The Brace Center for Gender Studies, an academic resource center for students and faculty to learn more about the intricacies of gender, hosted a secondary-school conference on gender-based harassment last Friday.
Headed by Tracy Ainsworth, Director of the Brace Center for Gender Studies, the conference focused on the pervasive challenges created by gender-based harassment and violence, as well as the potential for positive interventions.
The main goals of the conference were to create a growing network of educators working on gender-based issues and to form a list of practices meant to combat gender-based harassment and violence.
“[The conference] was a great opportunity for the Brace Center to function in a leadership role, promoting awareness of one of the most important issues facing adolescents today and bringing together educators from peer schools to work together to develop solutions and programs,” wrote Ainsworth in an email to The Phillipian.

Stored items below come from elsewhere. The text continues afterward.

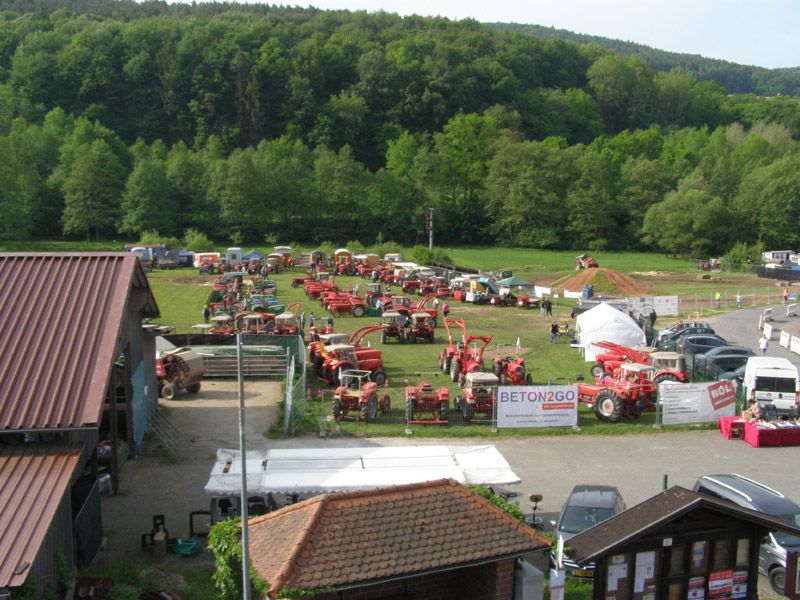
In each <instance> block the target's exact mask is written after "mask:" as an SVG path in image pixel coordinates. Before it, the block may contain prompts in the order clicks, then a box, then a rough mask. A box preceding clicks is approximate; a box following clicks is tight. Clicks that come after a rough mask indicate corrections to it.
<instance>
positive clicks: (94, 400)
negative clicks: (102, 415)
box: [0, 252, 158, 430]
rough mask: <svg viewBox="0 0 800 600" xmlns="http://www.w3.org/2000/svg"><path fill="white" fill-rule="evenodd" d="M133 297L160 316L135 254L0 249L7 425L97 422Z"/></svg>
mask: <svg viewBox="0 0 800 600" xmlns="http://www.w3.org/2000/svg"><path fill="white" fill-rule="evenodd" d="M132 302H135V303H136V304H137V305H138V306H136V307H135V308H136V310H139V311H140V312H141V315H142V316H143V317H156V316H158V306H157V305H156V303H155V299H154V298H153V295H152V293H151V292H150V288H149V286H148V284H147V278H146V277H145V274H144V271H143V270H142V267H141V265H140V264H139V261H138V259H137V257H136V256H135V255H133V254H130V253H124V252H118V253H108V254H98V253H80V254H79V253H72V254H31V253H20V254H6V253H0V331H2V332H3V334H2V336H0V430H2V429H34V428H51V427H80V426H83V425H87V424H95V423H97V421H98V419H99V417H100V411H101V409H102V406H103V398H104V396H105V393H106V388H107V386H108V382H109V378H110V376H111V373H112V364H113V363H114V360H115V359H116V358H117V357H116V350H117V348H116V347H117V341H118V339H119V337H120V332H121V327H122V323H123V316H124V314H125V311H126V310H127V306H128V304H129V303H132Z"/></svg>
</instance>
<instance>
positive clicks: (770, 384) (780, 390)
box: [755, 377, 797, 394]
mask: <svg viewBox="0 0 800 600" xmlns="http://www.w3.org/2000/svg"><path fill="white" fill-rule="evenodd" d="M796 385H797V383H796V382H795V380H794V379H791V378H789V377H758V378H756V386H755V389H756V391H757V392H779V393H783V394H793V393H794V392H795V386H796Z"/></svg>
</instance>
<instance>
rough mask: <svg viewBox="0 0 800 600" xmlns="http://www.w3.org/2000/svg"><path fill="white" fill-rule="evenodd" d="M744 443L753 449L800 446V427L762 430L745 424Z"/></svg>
mask: <svg viewBox="0 0 800 600" xmlns="http://www.w3.org/2000/svg"><path fill="white" fill-rule="evenodd" d="M744 441H745V442H747V443H748V444H750V445H751V446H752V447H753V448H758V447H759V446H800V427H792V428H785V429H761V428H759V427H758V426H757V425H756V424H755V423H753V422H751V421H747V422H745V424H744Z"/></svg>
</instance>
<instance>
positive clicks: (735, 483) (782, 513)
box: [694, 473, 800, 596]
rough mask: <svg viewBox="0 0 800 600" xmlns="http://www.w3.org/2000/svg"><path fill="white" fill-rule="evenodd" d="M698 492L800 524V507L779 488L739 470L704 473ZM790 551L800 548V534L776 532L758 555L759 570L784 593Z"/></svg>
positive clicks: (774, 590) (767, 537) (766, 541)
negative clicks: (774, 486)
mask: <svg viewBox="0 0 800 600" xmlns="http://www.w3.org/2000/svg"><path fill="white" fill-rule="evenodd" d="M694 491H696V492H701V493H703V494H708V495H709V496H714V497H715V498H722V499H723V500H728V501H729V502H733V503H734V504H738V505H739V506H743V507H744V508H750V509H752V510H758V511H761V512H763V513H766V514H768V515H771V516H773V517H777V518H779V519H781V520H782V521H786V522H787V523H789V524H791V525H793V526H794V527H800V506H797V504H795V503H794V502H792V501H791V500H789V498H787V497H786V496H784V495H783V494H781V493H780V492H779V491H777V490H773V489H772V488H770V487H767V486H765V485H763V484H761V483H758V482H757V481H753V480H752V479H748V478H747V477H743V476H741V475H737V474H736V473H732V474H730V475H704V476H703V477H700V479H698V480H697V482H696V483H695V484H694ZM787 550H788V551H791V552H798V551H800V537H797V536H794V535H790V534H788V533H781V532H776V531H773V532H772V533H770V534H769V535H768V536H767V537H766V538H764V541H763V543H762V544H761V551H760V552H759V554H758V570H759V571H760V572H761V573H763V574H764V575H766V576H767V577H768V578H769V584H770V585H771V586H772V589H773V590H774V591H775V593H777V594H779V595H781V596H782V595H783V590H784V580H785V579H786V552H787Z"/></svg>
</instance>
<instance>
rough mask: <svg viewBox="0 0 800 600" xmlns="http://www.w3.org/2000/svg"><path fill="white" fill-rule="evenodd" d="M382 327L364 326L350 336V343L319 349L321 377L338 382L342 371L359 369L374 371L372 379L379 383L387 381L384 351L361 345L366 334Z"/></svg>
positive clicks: (382, 384)
mask: <svg viewBox="0 0 800 600" xmlns="http://www.w3.org/2000/svg"><path fill="white" fill-rule="evenodd" d="M382 327H383V325H380V324H376V325H368V326H366V327H362V328H360V329H357V330H356V331H355V332H354V333H353V335H351V336H350V339H349V342H350V343H349V344H334V345H332V346H324V347H322V348H321V349H319V354H320V355H322V366H321V368H320V379H322V380H323V381H327V382H328V383H335V384H338V383H339V381H340V378H341V373H342V371H347V370H358V371H369V372H370V373H372V380H373V381H374V382H376V383H377V384H378V385H383V384H384V383H386V371H385V370H384V368H383V353H382V352H381V351H380V350H379V349H376V348H370V347H368V346H367V347H361V345H360V344H361V341H362V340H363V339H364V337H365V336H366V335H368V334H369V333H372V332H374V331H380V330H381V328H382ZM331 335H336V334H331Z"/></svg>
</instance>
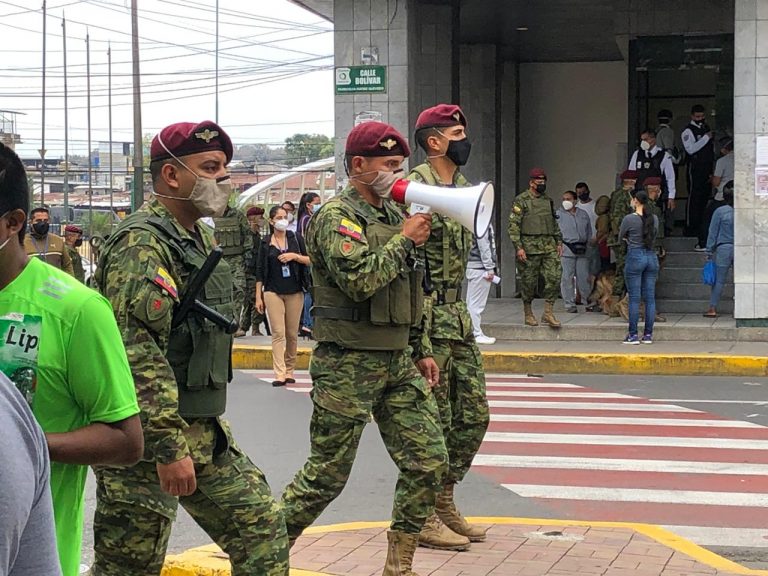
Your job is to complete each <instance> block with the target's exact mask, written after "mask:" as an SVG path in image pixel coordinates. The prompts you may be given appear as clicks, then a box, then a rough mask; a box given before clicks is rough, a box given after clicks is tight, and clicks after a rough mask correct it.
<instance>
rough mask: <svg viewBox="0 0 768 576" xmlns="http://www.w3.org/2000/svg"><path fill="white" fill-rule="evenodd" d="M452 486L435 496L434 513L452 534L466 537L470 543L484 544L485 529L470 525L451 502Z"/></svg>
mask: <svg viewBox="0 0 768 576" xmlns="http://www.w3.org/2000/svg"><path fill="white" fill-rule="evenodd" d="M453 486H454V485H453V484H449V485H448V486H445V487H444V488H443V491H442V492H440V494H438V495H437V503H436V505H435V512H437V515H438V517H439V518H440V520H442V521H443V523H444V524H445V525H446V526H447V527H448V528H450V529H451V530H452V531H453V532H455V533H456V534H458V535H460V536H466V537H467V538H469V541H470V542H485V533H486V532H487V531H488V529H487V528H483V527H482V526H478V525H477V524H470V523H469V522H467V520H466V518H464V516H462V515H461V512H459V510H458V509H457V508H456V504H455V503H454V501H453Z"/></svg>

In the hopes of deepening their understanding of issues related to gender-based harassment and violence in educational institutions, faculty and administrators met with leading experts in the fields of gender and sexuality, including Corinne Field ’83, Director of Undergraduate Programs for Women, Gender and Sexuality at the University of Virginia.

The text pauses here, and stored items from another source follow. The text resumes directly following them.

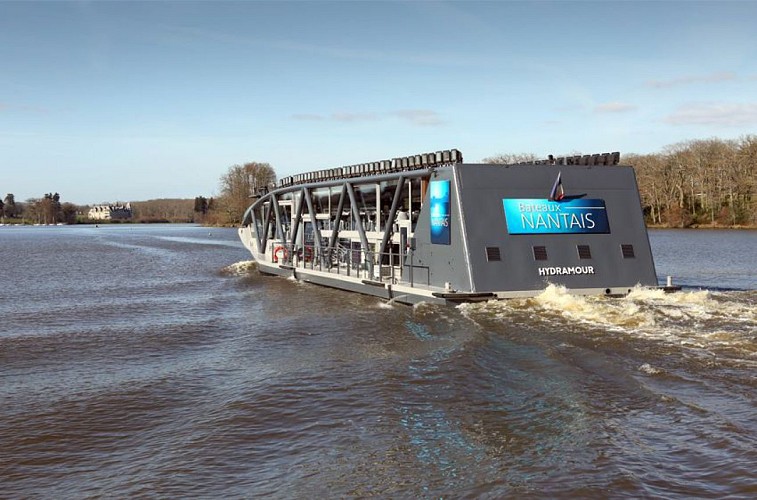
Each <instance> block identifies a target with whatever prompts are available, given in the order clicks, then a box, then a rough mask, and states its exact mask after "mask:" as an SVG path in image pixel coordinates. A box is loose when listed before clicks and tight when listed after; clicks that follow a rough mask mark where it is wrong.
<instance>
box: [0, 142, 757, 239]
mask: <svg viewBox="0 0 757 500" xmlns="http://www.w3.org/2000/svg"><path fill="white" fill-rule="evenodd" d="M576 154H580V153H578V152H571V153H569V154H567V155H565V156H574V155H576ZM537 159H539V158H538V157H537V156H536V155H534V154H531V153H518V154H514V153H506V154H499V155H496V156H492V157H489V158H485V159H483V160H482V162H484V163H502V164H513V163H520V162H529V161H534V160H537ZM755 161H757V136H755V135H747V136H744V137H742V138H740V139H734V140H722V139H716V138H713V139H703V140H692V141H686V142H681V143H677V144H674V145H672V146H668V147H666V148H664V149H663V150H662V151H661V152H658V153H651V154H633V153H632V154H626V155H623V157H622V159H621V163H622V164H625V165H632V166H633V167H634V168H635V171H636V179H637V182H638V185H639V192H640V195H641V205H642V209H643V211H644V216H645V219H646V222H647V224H649V225H657V226H664V227H690V226H698V225H710V226H757V169H756V168H755ZM219 181H220V184H219V188H220V193H219V194H218V196H215V197H205V196H197V197H195V198H194V200H192V199H159V200H148V201H142V202H132V203H131V205H132V209H133V218H132V220H131V222H199V223H203V224H207V225H221V226H237V225H239V224H240V223H241V221H242V217H243V216H244V212H245V210H247V207H248V206H249V205H250V195H251V194H253V193H254V192H256V191H258V190H260V189H266V188H270V187H271V186H272V185H273V184H274V183H275V182H276V172H275V170H274V169H273V167H271V165H270V164H268V163H260V162H248V163H244V164H236V165H232V166H231V167H229V169H228V171H227V172H226V173H225V174H223V175H222V176H221V178H220V179H219ZM88 209H89V207H88V206H77V205H74V204H72V203H62V202H61V197H60V194H58V193H46V194H45V195H44V196H42V197H41V198H32V199H29V200H27V201H26V202H24V203H21V202H17V201H16V200H15V197H14V196H13V194H11V193H9V194H7V195H6V197H5V198H4V199H3V200H0V217H2V219H3V220H6V219H11V220H16V221H20V220H25V221H26V222H31V223H39V224H45V223H47V224H56V223H66V224H72V223H75V222H83V221H86V219H87V218H86V212H87V210H88Z"/></svg>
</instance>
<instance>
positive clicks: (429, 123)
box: [393, 109, 444, 127]
mask: <svg viewBox="0 0 757 500" xmlns="http://www.w3.org/2000/svg"><path fill="white" fill-rule="evenodd" d="M393 114H394V116H396V117H397V118H400V119H402V120H405V121H407V122H409V123H411V124H413V125H418V126H419V127H436V126H438V125H442V124H443V123H444V120H442V117H441V116H440V115H439V113H437V112H436V111H432V110H430V109H402V110H399V111H395V112H394V113H393Z"/></svg>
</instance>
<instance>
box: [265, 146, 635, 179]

Ainsworth said, “About 100 educators from K-12 institutions came from the New England area, New York, Washington D.C., and even from South Africa to discuss ways that K-12 schools can do a better job of educating kids about gender and sexuality diversity and can begin to form partnerships and collaborate to try to combat gender-based harassment and violence.”

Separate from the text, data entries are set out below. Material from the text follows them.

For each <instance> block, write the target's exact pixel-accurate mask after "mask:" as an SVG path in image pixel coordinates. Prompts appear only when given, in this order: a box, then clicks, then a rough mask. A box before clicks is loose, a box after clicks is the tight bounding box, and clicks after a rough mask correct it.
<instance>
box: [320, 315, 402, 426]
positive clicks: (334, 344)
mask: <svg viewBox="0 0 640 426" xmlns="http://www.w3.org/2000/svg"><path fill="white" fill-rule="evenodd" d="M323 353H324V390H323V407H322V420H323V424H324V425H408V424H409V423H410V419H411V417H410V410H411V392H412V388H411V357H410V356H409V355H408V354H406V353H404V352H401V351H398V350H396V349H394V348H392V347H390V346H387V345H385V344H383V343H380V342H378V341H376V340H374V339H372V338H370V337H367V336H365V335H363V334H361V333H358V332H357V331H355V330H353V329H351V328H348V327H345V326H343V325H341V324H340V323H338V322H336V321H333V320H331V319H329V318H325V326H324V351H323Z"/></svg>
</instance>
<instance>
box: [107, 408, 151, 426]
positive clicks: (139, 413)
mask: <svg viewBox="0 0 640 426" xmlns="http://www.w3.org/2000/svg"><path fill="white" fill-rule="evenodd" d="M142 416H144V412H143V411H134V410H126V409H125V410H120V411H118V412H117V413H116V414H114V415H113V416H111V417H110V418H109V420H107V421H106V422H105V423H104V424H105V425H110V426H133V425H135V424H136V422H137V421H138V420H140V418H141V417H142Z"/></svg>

Additionally, the conference featured an awareness-raising session led by facilitators from Mentors in Violence Prevention (MVP), a mixed-gender and multi-racial gender violence and bullying prevention program that has a unique way of addressing issues of relationship abuse and sexual assault.
MVP’s “bystander approach” teaches bystanders to be effective combatants against gender-based violence by reacting, according to the program’s website.
Ainsworth said, “Active bystander intervention is the only data-tested program that has been proven to reduce gender-based harassment and violence on college campuses, and we are trying to bring that here to Andover for faculty and students.”
Following the gender-based discussion sessions, the Brace Center Conference presented a screening of the film “The Mask You Live In,” a documentary that explores America’s narrow definition of masculinity by following the lives of boys and young men of various backgrounds.
Ainsworth said, “The day was a huge success, and people brought so much vision, commitment and energy to these conversations. We’re hoping to facilitate ongoing working groups and to write up a report that conference attendees can share with their home institutions.”